The Dears End of a Montreal success story?

The Dears End of a Montreal success story?
The Montreal Independent Music Initiative (MIMI) Awards – an annual celebration of the local music scene based on under-hyped people's choice – were held on March 4, offering the industry and press-packed crowd a few laughs, a few good performances and yet another look at Quebec's great language divide in action. Among the trophy winners were Franco-‘ip ‘op newcomers Loco Locass, who dedicated their Best Single award to "a sovereign Quebec." Nice.

Despite not winning any of the three awards they were nominated for (Best Pop Act, Album, Concert), it was a productive night for the Dears, arguably this city's most musically ambitious pop act. The six-piece showcased a brand new ballad, "Warm Sunny Days," providing a well-crafted, heartfelt interlude from the brash showiness of the evening.
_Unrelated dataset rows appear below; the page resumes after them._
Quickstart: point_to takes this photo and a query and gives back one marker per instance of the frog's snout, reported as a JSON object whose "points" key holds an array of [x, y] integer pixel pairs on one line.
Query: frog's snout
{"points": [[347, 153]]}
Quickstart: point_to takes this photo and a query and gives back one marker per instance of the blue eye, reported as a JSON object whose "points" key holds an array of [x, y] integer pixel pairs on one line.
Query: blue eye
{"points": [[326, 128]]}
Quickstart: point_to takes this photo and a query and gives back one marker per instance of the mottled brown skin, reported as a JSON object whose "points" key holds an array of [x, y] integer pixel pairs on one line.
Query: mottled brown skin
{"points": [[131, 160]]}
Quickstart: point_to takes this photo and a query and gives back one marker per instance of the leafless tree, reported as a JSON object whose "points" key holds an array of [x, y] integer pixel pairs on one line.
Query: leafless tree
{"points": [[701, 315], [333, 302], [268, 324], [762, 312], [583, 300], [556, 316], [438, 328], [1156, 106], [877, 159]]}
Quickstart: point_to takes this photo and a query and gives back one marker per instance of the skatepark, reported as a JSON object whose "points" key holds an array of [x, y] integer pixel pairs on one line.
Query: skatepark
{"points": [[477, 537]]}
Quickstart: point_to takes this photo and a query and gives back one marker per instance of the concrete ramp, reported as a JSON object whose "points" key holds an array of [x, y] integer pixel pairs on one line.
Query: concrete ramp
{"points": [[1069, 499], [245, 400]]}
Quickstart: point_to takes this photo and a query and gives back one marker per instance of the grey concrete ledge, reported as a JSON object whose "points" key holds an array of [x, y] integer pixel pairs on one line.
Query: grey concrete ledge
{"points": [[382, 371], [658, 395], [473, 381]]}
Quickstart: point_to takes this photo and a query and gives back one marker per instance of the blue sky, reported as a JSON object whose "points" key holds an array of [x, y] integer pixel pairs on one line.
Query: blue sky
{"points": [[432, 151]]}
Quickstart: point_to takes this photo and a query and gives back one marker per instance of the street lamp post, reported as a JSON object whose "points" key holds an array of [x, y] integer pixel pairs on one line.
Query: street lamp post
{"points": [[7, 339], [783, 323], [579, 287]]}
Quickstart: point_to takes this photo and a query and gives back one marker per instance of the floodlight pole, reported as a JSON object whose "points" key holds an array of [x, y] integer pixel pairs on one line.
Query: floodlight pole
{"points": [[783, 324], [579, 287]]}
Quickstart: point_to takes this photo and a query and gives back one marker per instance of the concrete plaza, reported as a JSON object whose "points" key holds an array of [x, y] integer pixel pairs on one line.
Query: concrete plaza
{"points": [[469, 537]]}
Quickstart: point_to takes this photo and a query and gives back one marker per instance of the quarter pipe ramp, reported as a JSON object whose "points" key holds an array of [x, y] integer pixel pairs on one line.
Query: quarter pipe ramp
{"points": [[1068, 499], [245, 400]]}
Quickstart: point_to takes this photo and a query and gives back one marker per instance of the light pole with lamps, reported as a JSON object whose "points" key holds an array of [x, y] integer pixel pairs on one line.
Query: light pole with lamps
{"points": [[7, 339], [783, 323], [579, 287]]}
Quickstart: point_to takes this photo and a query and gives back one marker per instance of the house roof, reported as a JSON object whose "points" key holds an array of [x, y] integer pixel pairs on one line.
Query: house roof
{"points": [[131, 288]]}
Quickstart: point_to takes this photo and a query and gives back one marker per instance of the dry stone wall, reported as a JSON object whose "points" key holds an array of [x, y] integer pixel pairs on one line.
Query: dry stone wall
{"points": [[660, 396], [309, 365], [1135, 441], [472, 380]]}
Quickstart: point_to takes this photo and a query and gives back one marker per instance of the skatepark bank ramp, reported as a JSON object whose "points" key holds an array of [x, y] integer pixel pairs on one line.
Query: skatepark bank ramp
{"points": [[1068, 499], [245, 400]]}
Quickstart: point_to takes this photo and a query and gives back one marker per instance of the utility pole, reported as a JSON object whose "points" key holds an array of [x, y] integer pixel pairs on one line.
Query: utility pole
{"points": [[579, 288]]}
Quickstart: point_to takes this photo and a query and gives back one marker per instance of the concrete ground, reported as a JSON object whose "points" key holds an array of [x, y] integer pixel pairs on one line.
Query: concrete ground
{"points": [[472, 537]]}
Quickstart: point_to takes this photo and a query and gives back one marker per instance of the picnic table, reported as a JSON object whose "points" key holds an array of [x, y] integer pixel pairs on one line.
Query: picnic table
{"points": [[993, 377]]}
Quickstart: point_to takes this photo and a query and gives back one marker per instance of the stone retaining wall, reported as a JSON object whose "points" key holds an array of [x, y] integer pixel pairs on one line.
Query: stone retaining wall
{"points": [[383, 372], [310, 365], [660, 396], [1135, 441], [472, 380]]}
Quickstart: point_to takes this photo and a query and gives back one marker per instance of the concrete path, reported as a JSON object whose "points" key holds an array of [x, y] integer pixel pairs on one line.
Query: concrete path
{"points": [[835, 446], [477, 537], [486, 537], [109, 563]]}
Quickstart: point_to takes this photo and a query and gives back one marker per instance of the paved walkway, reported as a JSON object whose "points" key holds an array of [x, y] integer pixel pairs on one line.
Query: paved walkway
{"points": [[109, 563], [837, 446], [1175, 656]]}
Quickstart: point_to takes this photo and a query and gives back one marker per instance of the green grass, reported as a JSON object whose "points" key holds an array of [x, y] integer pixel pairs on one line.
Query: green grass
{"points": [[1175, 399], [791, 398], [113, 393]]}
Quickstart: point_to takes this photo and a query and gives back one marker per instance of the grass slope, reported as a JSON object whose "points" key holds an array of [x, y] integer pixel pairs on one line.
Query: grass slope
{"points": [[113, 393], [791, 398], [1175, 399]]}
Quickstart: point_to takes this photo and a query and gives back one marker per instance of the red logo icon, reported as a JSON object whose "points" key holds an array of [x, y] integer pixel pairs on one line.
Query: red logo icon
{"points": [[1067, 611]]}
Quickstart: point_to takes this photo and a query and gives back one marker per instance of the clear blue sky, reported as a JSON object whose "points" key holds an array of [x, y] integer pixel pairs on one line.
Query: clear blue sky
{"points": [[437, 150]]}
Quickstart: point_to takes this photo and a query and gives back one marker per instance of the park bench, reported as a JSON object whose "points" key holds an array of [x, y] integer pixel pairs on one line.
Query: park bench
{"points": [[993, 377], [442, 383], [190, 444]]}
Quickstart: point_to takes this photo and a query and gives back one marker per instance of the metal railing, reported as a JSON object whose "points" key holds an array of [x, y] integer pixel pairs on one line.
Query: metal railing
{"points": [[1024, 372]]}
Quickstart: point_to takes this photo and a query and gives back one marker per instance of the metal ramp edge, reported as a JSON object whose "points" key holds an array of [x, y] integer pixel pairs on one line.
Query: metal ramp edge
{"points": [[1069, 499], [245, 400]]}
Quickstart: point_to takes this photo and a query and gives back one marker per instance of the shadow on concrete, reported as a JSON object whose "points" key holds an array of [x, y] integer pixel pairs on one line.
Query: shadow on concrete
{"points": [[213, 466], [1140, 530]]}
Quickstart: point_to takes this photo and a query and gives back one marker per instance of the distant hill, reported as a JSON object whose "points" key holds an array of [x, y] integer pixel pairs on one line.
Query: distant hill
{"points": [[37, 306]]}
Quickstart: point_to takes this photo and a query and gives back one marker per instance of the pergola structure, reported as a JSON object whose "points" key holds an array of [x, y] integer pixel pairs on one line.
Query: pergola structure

Of course, anyone who's seen the Dears live knows that showiness is typically front and centre in the form of singer/songwriter Murray Lightburn.

Without the tongue-in-cheekiness of Morrissey (an appropriate name to drop in this case), Lightburn's tortured lyrics and stage presence might provoke knee-jerk accusations of pretension, but the sheer talent and sincerity of this band has won over critics nationwide. The Dears' lofty pop debut, End of a Hollywood Bedtime Story (Grenadine Records), has been cited again and again as one of the top albums of 2000. Toronto's Eye Magazine pegged the band as "officially the best band in Canada," largely based on the live persona of their darkly lush, melodic, ‘60s pop-influenced sound.

Along with being in the national spotlight, an impending deal with England's Easy Tiger Records means international exposure is just around the corner. Despite all this, Lightburn's feelings about the band's future remain fatalistic.
"For our next album, we're building this monument that will perhaps be the last record for the Dears," said Lightburn. "Because of all the work that Natalia [Yanchak] and I do managing the band and the amount of effort we put into our live show…what's that saying? ‘The star that burns brightest…' [laughs]. You know what I mean, live fast, die young."

And what about the beautiful corpses? The chief obstacle to a long life for this act seems to be the band members' varied, yet all music-related career goals: Lightburn and Martin Pelland (bass) both compose film scores; George Donoso (drums) and Pelland collaborate on an act called Organics; Jonathan Cohen (guitar) is in a band called the Housemates; Yanchak (keyboards, vocals) is pursuing music journalism; and music academic Brigitte Mayes (cello) wants to teach.

All these dividing factors could form a path to self-destruction. Or not. But between the lines of this pessimistic drama is the hint that the next album will tower over the last.

"The old album was done for very little money, and we couldn't hire the fleet of musicians I wanted to hire," explained Lightburn. "What I heard in my head for the first record was not what ended up in the hands of the buying public. The more that actually winds up on the next record, the crazier it'll be. This time we might have a little bit more money and we don't care about squandering it all in one place because there may not be a tomorrow for us."

Deuxième Partie is the tentative title and September is the tentative release date for the next (last?) opus by this unique collective. Meanwhile, keep your eyes and ears open and embrace the Dears before they slip from our grasp.